マップはキーと値のペアの集まりで、それぞれの一意なキーが特定の値に対応します。
Goでマップを宣言するには、キーワードmapを使い、その後にキーと値の型を角括弧で囲みます。以下は、文字列をキー、整数を値とするマップを宣言する例です。
m := map[string]int{}
組み込みのmake関数を使って、マップを宣言することもできます。
m := make(map[string]int)
マップにキーと値のペアを追加するのは簡単です。角括弧の中のキーを使って、それに値を割り当てるだけです。
m["key"] = 10
マップから値を取り出すには、角括弧内のキーを利用できます。
value := m["key"]
キーがマップに存在しない場合、valueの値は、値の型に応じたゼロ値となります。キーがマップに存在するかどうかを確認するには、次の構文を使用します。
value, ok := m["key"]
変数okは、キーがマップに存在する場合はtrue、そうでない場合はfalseとなります。
それでは例を見てみましょう。
package main
import "fmt"
func main() {
// 文字列をキー、整数を値とするマップの宣言
m := map[string]int{
"John": 25,
"Jane": 30,
"Jim": 35,
}
// キー"Bob"がマップに存在するかどうかをチェック
value, ok := m["Bob"]
if ok {
fmt.Println("Value of Bob:", value)
} else {
fmt.Println("Key not found")
}
}
このコードは"Key not found"を出力します。キー"Bob"はマップmに存在しないので、ok変数はfalseになります。valueの値は0であり、これは整数型に対するゼロ値です。
マップからキーと値のペアを削除するには、delete関数を使用します。
delete(m, "key")
マップを繰り返し処理するには、forループとrangeキーワードを使用します。
for key, value := range m {
fmt.Println("Key:", key, "Value:", value)
}
マップはstruct型の値を格納するために使用することもできます。これは、関連するプロパティを持つオブジェクトのコレクションを、構造化された方法で保存および操作する場合に特に便利です。
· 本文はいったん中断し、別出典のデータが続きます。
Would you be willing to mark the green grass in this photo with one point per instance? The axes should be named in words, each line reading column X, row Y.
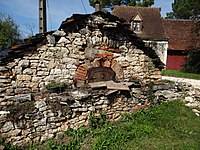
column 168, row 126
column 177, row 73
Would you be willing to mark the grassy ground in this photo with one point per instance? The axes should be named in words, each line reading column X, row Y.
column 168, row 126
column 177, row 73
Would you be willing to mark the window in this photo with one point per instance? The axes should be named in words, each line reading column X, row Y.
column 136, row 24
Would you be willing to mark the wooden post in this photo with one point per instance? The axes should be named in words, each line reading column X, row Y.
column 42, row 16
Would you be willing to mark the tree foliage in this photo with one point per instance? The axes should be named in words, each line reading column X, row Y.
column 185, row 9
column 192, row 64
column 9, row 32
column 111, row 3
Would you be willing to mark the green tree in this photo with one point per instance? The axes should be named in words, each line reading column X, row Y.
column 111, row 3
column 184, row 9
column 9, row 32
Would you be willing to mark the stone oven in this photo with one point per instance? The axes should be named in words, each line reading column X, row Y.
column 85, row 49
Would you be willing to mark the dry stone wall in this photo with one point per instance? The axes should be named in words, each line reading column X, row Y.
column 27, row 116
column 59, row 62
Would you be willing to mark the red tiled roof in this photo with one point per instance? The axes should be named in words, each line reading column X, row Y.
column 152, row 22
column 181, row 34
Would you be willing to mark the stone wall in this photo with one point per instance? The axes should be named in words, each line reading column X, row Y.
column 37, row 117
column 30, row 114
column 57, row 61
column 160, row 48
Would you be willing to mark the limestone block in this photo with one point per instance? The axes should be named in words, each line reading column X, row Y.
column 17, row 70
column 65, row 51
column 5, row 80
column 57, row 71
column 76, row 35
column 65, row 71
column 64, row 40
column 23, row 77
column 24, row 63
column 36, row 79
column 43, row 73
column 51, row 64
column 7, row 127
column 29, row 71
column 70, row 61
column 59, row 33
column 120, row 59
column 50, row 39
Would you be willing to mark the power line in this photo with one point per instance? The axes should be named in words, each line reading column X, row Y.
column 84, row 6
column 49, row 15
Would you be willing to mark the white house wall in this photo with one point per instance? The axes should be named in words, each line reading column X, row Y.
column 160, row 47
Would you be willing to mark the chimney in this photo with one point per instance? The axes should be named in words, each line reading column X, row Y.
column 97, row 5
column 42, row 16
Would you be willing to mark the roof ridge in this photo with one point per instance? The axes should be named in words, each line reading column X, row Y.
column 179, row 20
column 140, row 7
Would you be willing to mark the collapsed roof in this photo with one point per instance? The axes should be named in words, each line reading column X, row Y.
column 108, row 24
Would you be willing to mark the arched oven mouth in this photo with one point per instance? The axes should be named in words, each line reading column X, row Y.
column 97, row 74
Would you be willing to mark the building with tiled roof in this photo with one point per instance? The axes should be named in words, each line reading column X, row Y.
column 171, row 39
column 146, row 23
column 182, row 38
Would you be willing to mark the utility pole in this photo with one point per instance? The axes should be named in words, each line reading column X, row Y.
column 42, row 16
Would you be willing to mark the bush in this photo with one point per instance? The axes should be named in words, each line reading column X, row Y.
column 193, row 63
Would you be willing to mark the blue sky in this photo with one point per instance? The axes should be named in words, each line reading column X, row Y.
column 25, row 12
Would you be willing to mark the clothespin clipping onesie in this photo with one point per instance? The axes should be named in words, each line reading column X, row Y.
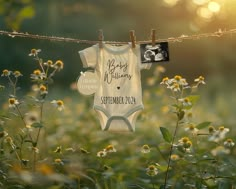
column 132, row 38
column 153, row 36
column 100, row 37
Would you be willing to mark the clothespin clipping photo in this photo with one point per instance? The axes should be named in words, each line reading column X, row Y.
column 151, row 53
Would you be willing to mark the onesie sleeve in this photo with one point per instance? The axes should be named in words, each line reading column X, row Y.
column 142, row 65
column 89, row 56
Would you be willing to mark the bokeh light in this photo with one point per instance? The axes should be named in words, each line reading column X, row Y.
column 200, row 2
column 214, row 6
column 171, row 2
column 204, row 13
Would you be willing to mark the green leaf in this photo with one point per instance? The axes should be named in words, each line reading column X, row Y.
column 37, row 125
column 162, row 186
column 203, row 125
column 180, row 115
column 193, row 98
column 166, row 134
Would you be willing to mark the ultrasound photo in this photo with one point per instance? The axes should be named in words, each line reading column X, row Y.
column 157, row 53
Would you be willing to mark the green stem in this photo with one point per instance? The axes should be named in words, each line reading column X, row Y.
column 171, row 151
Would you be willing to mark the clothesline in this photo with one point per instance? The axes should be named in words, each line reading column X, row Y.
column 180, row 38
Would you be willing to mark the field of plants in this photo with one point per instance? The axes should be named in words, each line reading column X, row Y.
column 49, row 138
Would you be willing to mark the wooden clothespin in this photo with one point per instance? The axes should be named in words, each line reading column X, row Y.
column 132, row 38
column 100, row 38
column 153, row 36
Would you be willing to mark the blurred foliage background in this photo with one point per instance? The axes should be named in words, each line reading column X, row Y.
column 211, row 57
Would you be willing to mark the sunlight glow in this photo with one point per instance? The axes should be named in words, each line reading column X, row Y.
column 171, row 2
column 214, row 6
column 204, row 12
column 200, row 2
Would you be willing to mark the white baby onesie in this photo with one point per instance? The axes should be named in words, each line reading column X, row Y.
column 118, row 100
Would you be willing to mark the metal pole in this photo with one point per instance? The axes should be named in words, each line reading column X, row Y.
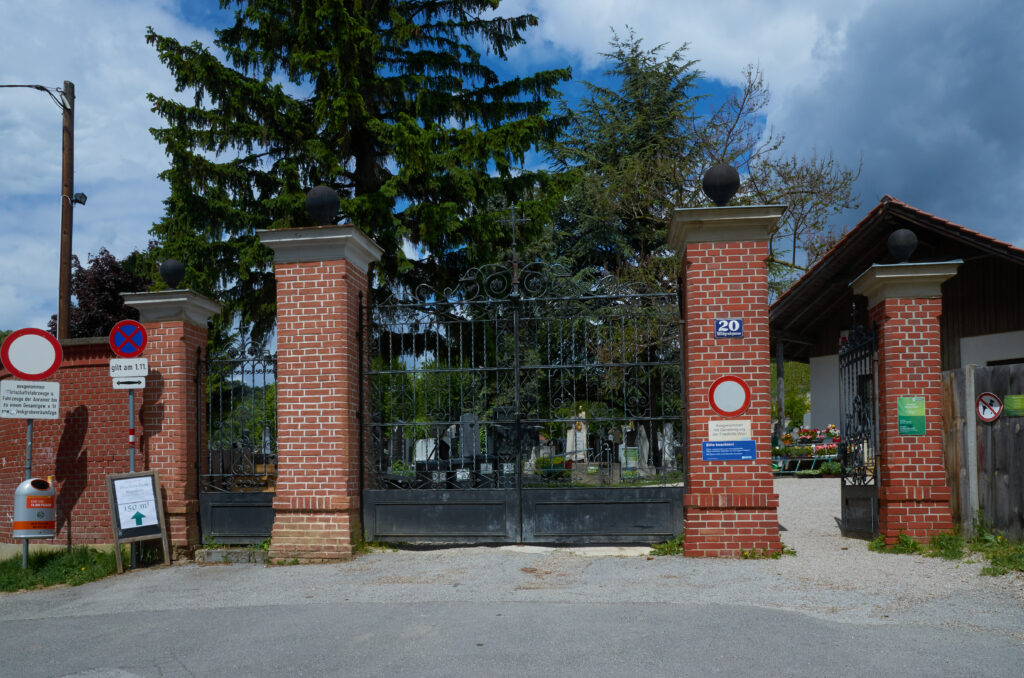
column 67, row 196
column 28, row 475
column 131, row 456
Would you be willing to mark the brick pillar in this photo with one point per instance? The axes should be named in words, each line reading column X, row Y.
column 729, row 505
column 175, row 323
column 321, row 272
column 904, row 303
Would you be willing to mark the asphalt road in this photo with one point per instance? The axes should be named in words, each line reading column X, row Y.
column 834, row 609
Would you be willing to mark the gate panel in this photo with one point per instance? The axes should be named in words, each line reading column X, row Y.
column 518, row 382
column 858, row 447
column 239, row 461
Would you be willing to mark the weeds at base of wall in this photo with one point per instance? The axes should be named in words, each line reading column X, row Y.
column 766, row 554
column 671, row 547
column 79, row 565
column 1004, row 555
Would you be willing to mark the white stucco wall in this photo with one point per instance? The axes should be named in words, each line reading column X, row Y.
column 979, row 350
column 824, row 390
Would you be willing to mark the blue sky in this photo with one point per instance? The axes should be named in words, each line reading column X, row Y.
column 926, row 94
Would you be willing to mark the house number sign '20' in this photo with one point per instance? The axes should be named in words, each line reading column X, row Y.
column 728, row 328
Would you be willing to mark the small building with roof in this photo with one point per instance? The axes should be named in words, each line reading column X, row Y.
column 982, row 320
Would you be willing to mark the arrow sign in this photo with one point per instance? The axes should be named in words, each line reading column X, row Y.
column 989, row 407
column 129, row 382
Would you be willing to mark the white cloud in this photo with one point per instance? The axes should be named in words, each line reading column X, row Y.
column 100, row 47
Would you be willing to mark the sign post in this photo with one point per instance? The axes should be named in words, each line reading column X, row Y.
column 30, row 354
column 136, row 512
column 128, row 339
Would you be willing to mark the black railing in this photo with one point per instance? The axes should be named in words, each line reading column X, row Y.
column 525, row 377
column 241, row 446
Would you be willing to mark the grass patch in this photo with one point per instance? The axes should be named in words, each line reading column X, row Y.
column 763, row 554
column 948, row 546
column 80, row 565
column 671, row 547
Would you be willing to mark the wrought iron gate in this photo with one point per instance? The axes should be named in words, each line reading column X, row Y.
column 858, row 446
column 238, row 466
column 524, row 406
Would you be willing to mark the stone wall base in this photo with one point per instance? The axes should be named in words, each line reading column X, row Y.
column 312, row 536
column 723, row 525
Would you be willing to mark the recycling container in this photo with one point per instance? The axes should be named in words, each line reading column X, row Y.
column 35, row 515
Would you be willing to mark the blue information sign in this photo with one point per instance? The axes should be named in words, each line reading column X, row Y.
column 728, row 328
column 728, row 451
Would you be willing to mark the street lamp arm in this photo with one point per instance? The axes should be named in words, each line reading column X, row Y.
column 54, row 93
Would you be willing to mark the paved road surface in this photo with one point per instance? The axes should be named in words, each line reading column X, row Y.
column 834, row 609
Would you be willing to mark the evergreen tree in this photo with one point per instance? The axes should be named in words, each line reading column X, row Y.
column 388, row 101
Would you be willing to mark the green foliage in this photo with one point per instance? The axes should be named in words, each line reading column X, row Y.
column 798, row 386
column 948, row 546
column 638, row 150
column 904, row 545
column 766, row 554
column 79, row 565
column 97, row 304
column 671, row 547
column 830, row 468
column 387, row 101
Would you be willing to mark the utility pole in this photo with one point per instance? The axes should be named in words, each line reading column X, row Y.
column 67, row 196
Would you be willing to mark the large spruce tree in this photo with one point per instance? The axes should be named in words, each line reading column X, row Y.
column 389, row 101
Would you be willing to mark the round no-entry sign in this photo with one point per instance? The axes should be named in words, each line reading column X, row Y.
column 989, row 407
column 729, row 395
column 128, row 339
column 31, row 353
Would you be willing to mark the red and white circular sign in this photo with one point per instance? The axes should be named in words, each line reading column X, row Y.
column 989, row 407
column 729, row 395
column 31, row 353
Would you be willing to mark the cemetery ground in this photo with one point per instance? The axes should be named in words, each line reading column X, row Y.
column 835, row 608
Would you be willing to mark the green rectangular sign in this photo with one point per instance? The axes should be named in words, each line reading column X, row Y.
column 910, row 415
column 1013, row 406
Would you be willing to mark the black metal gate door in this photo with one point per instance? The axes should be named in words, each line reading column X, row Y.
column 238, row 463
column 858, row 446
column 524, row 406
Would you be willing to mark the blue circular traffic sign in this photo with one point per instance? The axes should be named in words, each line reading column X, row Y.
column 128, row 339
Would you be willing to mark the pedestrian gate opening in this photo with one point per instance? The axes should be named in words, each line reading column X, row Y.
column 524, row 406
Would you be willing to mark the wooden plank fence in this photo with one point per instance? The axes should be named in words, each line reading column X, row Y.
column 984, row 461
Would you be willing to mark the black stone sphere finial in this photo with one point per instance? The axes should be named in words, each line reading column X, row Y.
column 902, row 243
column 720, row 183
column 173, row 271
column 323, row 205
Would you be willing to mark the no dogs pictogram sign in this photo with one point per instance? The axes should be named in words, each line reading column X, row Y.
column 989, row 407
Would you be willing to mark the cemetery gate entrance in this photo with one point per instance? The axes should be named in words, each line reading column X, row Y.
column 525, row 406
column 858, row 442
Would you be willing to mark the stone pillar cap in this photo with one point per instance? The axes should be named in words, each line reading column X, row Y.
column 904, row 281
column 722, row 224
column 322, row 244
column 173, row 305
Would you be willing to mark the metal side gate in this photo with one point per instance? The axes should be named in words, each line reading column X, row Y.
column 238, row 464
column 525, row 406
column 858, row 445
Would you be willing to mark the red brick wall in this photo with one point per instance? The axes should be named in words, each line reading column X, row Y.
column 172, row 423
column 730, row 505
column 317, row 495
column 913, row 497
column 89, row 441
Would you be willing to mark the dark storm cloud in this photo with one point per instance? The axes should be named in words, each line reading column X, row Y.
column 931, row 96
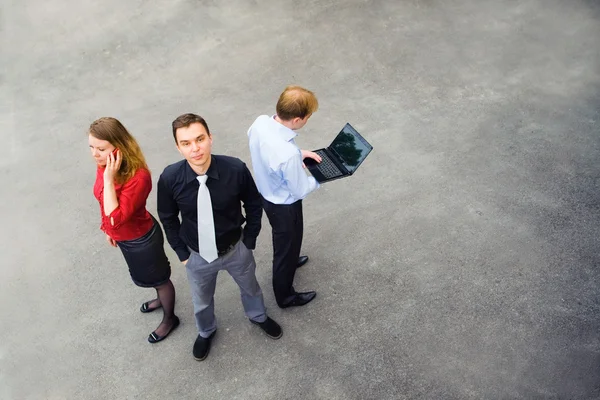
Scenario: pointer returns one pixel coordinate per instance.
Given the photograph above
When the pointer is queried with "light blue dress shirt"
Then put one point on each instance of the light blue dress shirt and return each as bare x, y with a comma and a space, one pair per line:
277, 162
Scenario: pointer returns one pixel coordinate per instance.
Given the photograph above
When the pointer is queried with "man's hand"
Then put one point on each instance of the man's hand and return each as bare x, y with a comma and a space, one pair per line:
111, 241
310, 154
112, 166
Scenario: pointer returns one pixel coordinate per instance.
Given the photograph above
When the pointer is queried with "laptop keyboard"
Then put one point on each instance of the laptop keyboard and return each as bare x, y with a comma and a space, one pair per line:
327, 167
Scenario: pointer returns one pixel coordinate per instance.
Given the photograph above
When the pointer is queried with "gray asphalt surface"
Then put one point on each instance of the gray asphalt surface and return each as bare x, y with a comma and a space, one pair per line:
460, 262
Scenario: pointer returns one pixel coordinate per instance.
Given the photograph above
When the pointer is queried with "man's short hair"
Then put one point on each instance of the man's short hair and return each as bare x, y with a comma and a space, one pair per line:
185, 120
296, 102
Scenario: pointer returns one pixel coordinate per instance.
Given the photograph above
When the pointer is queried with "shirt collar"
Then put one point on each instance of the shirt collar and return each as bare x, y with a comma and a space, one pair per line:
213, 170
286, 132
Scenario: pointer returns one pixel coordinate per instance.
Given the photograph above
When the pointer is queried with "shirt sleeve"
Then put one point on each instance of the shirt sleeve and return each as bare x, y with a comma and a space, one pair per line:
131, 198
253, 207
295, 179
168, 213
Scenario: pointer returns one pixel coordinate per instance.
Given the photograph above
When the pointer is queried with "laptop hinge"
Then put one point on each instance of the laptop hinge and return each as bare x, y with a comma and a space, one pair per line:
337, 160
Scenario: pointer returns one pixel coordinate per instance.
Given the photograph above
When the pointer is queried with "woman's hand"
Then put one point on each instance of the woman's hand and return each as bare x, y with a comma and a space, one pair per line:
113, 163
111, 241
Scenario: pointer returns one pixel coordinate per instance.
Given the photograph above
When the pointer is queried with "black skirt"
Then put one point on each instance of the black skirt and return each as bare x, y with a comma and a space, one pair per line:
148, 264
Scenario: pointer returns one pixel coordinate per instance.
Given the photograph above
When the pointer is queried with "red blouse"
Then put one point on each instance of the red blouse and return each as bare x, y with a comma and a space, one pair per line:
130, 220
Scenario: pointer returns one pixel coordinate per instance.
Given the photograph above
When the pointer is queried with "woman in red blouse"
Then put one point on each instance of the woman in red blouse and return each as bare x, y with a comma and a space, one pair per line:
122, 186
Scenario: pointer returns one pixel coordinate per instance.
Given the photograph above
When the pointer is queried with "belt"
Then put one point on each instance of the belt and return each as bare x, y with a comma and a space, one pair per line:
238, 236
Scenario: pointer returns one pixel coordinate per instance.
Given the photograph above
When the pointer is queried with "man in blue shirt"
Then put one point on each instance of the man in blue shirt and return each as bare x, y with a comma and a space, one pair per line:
283, 183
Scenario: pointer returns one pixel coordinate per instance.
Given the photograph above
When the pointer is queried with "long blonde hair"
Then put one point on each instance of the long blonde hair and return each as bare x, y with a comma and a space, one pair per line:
132, 158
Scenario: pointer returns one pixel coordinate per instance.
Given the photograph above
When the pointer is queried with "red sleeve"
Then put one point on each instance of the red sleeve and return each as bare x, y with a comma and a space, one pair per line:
132, 197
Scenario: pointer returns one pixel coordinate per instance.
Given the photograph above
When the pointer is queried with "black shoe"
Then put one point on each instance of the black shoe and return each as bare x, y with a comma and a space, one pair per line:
154, 338
270, 327
301, 261
299, 299
145, 308
202, 347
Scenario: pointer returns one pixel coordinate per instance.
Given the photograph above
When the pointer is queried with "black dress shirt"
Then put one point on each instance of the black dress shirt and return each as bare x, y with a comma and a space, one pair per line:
229, 183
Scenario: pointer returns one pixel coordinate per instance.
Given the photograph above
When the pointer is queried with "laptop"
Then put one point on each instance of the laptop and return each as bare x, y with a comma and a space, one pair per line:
343, 156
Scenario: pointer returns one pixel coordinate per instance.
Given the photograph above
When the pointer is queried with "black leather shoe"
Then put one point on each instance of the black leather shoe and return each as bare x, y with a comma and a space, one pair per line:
202, 347
299, 299
270, 327
145, 308
301, 261
154, 338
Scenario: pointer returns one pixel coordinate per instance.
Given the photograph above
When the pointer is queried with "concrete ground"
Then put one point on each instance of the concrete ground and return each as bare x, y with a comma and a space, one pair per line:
460, 262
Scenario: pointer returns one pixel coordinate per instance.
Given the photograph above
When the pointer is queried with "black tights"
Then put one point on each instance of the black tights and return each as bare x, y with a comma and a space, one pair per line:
165, 294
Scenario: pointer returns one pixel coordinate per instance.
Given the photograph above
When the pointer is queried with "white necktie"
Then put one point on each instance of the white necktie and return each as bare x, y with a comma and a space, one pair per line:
207, 246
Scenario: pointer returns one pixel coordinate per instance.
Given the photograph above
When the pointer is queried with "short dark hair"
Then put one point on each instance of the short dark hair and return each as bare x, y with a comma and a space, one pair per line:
185, 120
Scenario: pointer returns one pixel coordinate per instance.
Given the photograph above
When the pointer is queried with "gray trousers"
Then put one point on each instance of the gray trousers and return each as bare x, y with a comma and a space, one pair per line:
202, 276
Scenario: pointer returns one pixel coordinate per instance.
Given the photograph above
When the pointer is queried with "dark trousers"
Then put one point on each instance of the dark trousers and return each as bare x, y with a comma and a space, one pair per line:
287, 226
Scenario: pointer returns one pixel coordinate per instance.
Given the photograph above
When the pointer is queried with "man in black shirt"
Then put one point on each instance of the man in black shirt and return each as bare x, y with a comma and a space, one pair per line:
207, 190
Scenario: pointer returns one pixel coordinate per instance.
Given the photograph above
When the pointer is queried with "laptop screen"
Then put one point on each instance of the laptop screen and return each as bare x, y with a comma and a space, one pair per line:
350, 147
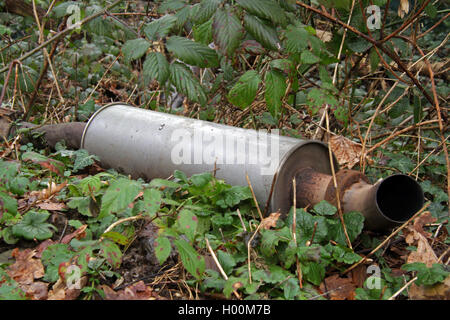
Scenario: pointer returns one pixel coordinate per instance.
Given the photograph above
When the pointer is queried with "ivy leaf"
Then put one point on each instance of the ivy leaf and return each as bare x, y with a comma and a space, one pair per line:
192, 53
33, 226
152, 201
156, 68
134, 49
159, 28
266, 9
185, 82
275, 83
227, 30
119, 195
244, 91
192, 260
264, 34
162, 249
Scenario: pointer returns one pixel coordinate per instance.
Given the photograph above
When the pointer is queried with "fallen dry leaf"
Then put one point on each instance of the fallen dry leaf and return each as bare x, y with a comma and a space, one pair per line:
403, 8
25, 270
347, 152
424, 252
439, 291
80, 233
270, 221
338, 288
136, 291
61, 292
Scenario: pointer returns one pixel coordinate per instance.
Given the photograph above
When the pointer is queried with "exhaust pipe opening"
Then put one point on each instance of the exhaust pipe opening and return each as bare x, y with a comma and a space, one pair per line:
399, 197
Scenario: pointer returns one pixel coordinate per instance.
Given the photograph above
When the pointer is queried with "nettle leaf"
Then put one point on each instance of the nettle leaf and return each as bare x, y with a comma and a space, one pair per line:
152, 201
244, 91
156, 68
111, 252
163, 248
187, 223
159, 28
135, 49
276, 86
33, 226
296, 40
266, 9
264, 34
193, 53
185, 82
119, 195
227, 30
191, 259
52, 257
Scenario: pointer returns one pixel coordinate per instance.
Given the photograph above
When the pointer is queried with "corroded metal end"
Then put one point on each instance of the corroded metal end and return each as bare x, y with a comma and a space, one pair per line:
386, 204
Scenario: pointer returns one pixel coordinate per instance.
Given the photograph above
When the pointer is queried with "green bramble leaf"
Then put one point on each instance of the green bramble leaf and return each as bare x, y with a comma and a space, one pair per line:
191, 259
33, 226
119, 195
244, 91
135, 49
163, 248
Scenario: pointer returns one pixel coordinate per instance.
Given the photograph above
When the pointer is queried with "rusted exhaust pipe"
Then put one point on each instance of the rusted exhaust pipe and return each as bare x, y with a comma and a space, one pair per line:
386, 204
142, 143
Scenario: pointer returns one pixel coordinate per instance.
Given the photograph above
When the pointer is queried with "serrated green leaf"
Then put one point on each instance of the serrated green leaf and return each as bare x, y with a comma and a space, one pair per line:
308, 57
52, 257
33, 226
193, 53
159, 28
275, 83
203, 32
162, 249
134, 49
185, 82
264, 34
244, 91
266, 9
296, 40
152, 201
192, 260
119, 195
156, 68
187, 223
227, 31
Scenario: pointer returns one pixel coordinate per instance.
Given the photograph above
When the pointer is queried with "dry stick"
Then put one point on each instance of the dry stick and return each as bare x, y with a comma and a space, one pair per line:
64, 32
417, 214
294, 233
327, 106
254, 197
222, 272
374, 42
336, 187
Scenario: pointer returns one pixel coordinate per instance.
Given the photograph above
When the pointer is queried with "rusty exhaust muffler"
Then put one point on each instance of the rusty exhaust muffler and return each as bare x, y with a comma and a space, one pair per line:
149, 144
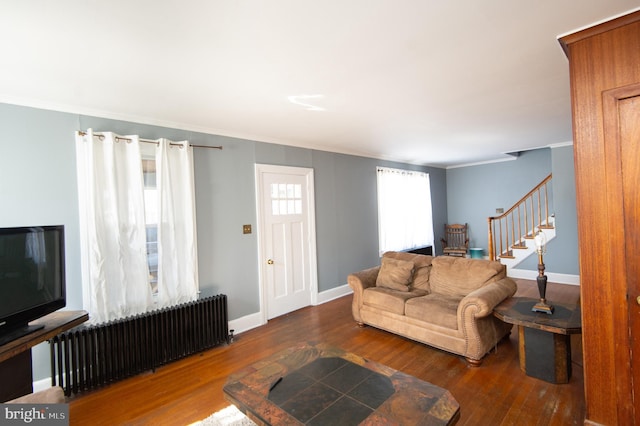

例えば、nameやageなどのプロパティを持つPersonオブジェクトのコレクションを考えてみましょう。
package main
import "fmt"
func main() {
type Person struct {
name string
age int
}
people := make(map[string]Person)
people["John"] = Person{"John", 30}
people["Jane"] = Person{"Jane", 25}
for _, person := range people {
fmt.Println("Name:", person.name, "Age:", person.age)
}
}
マップを関数の引数として使用する例も見てみましょう。例えば、文字列と整数のマップを受け取り、すべての値の合計を返す関数を記述します。
package main
import "fmt"
func sumValues(m map[string]int) int {
sum := 0
for _, value := range m {
sum += value
}
return sum
}
func main() {
numbers := map[string]int{"one": 1, "two": 2, "three": 3}
sum := sumValues(numbers)
fmt.Println("The sum of the values is", sum)
}
デフォルトでは、Goのマップには保証された順序がありません。しかし、sortパッケージを使えば、マップのキーと値をソートすることができます。
キーをソートする例を見てみましょう。
package main
import (
"fmt"
"sort"
)
func main() {
numbers := map[string]int{"three": 3, "one": 1, "two": 2}
keys := make([]string, 0, len(numbers))
for key := range numbers {
keys = append(keys, key)
}
sort.Strings(keys)
for _, key := range keys {
fmt.Println(key, numbers[key])
}
}
値をソートする例を見てみましょう。
package main
import (
"fmt"
"sort"
)
func main() {
numbers := map[string]int{"three": 3, "one": 1, "two": 2}
values := make([]int, 0, len(numbers))
for _, value := range numbers {
values = append(values, value)
}
sort.Ints(values)
for _, value := range values {
for key, mapValue := range numbers {
if mapValue == value {
fmt.Println(key, value)
break
}
}
}
}
マップのゼロ値はnilです。nilマップはキーも値も持たず、make関数で適切に初期化されるまで使用することができません。
var m map[string]int
fmt.Println(m == nil) // true
一方、マップをmake関数を使って初期化した場合は、nilにはならない点に注意しましょう。make関数は、初期化された空のマップを返します。